United States v. Rizzo

487 F. Supp. 323, 1980 U.S. Dist. LEXIS 12251
CourtDistrict Court, W.D. Missouri
DecidedFebruary 7, 1980
DocketNo. 79-00122-01/03-CR-W-5
StatusPublished

This text of 487 F. Supp. 323 (United States v. Rizzo) is published on Counsel Stack Legal Research, covering District Court, W.D. Missouri primary law. Counsel Stack provides free access to over 12 million legal documents including statutes, case law, regulations, and constitutions.

Bluebook
United States v. Rizzo, 487 F. Supp. 323, 1980 U.S. Dist. LEXIS 12251 (W.D. Mo. 1980).

Opinion

MEMORANDUM AND ORDER

SCOTT O. WRIGHT, District Judge.

In an indictment handed down by the grand jury on September 20, 1979, the defendants in the above-captioned cause were charged with fourteen counts of mail fraud in violation of 18 U.S.C. § 1341. Pursuant to Fed.R.Crim.P. 14, the defendants have filed a joint motion for relief from prejudicial joinder and seek an order of the Court granting them a severance and separate trials. Defendants cite the following grounds in support of their motion: (1) certain individual statements made by one or more defendants may be introduced in evidence and thereby prejudice the other defendants; (2) a defendant may suffer prejudice because evidence which is inadmissible against him is nonetheless admissible against a co-defendant; (3) the culpability and strength of the evidence against each defendant varies, and a joint trial may, therefore, work to the prejudice of one or more of the defendants; (4) a defendant called to testify on behalf of another defendant may refuse to testify on Fifth Amendment grounds; and (5) a joint trial will deny each defendant due process of law and the right to a fair and impartial jury.

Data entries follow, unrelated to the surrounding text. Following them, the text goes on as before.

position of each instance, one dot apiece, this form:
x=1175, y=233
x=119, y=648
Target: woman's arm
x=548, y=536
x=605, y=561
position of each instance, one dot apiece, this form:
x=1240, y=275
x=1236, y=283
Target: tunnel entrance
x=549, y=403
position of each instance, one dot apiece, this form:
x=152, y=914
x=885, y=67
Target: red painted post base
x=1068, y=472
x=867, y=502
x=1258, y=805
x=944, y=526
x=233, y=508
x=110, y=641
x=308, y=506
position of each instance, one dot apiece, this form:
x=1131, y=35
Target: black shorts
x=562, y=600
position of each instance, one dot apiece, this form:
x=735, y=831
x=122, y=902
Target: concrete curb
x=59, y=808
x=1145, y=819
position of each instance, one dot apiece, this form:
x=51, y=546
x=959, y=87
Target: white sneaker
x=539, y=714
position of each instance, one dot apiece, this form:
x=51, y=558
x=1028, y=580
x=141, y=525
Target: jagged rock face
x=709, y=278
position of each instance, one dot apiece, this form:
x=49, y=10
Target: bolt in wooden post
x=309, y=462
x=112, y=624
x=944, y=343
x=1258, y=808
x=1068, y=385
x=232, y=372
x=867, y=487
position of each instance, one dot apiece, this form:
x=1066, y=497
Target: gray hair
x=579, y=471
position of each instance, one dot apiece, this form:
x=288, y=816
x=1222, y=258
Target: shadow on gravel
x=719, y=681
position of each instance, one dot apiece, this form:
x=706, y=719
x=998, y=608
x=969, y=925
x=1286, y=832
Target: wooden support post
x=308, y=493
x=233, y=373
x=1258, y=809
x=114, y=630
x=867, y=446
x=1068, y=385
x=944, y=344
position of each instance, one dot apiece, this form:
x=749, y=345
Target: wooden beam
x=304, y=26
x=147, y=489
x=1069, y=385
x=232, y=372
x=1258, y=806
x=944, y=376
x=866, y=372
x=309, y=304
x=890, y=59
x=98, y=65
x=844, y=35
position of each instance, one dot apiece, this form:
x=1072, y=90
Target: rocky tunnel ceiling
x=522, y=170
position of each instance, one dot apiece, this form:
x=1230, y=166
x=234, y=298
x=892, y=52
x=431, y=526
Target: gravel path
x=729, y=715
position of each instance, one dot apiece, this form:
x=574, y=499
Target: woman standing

A joint trial of these three defendants would clearly be improper if it was likely to deprive them of their right to a fundamentally fair trial. United States v. Starr, 584 F.2d 235, 238 (8th Cir. 1978), cert. denied, 439 U.S. 1115, 99 S.Ct. 1019, 59 L.Ed.2d 73 (1979). It is for this reason that Rule 14 of the Federal Rules of Criminal Procedure authorizes a trial court to grant a severance and order separate trials if it appears that an individual defendant would be prejudiced by a joint trial. Whether a severance should be granted, however, is a matter left to the judicial discretion of the trial judge, and his decision will not be reversed absent a clear showing of abuse of discretion. United States v. Rochon, 575 F.2d 191, 197 (8th Cir.), cert. denied, 439 U.S. 979, 99 S.Ct. 564, 58 L.Ed.2d 650 (1978); United States v. Jardan, 552 F.2d 216, 219 (8th Cir.), cert. denied, 433 U.S. 912, 97 S.Ct. 2982, 53 L.Ed.2d 1097 (1977); United States v. Jackson, 549 F.2d 517, 523 (8th Cir.), cert. denied, 431 U.S. 923, 97 S.Ct. 2195, 53 L.Ed.2d 236 (1977).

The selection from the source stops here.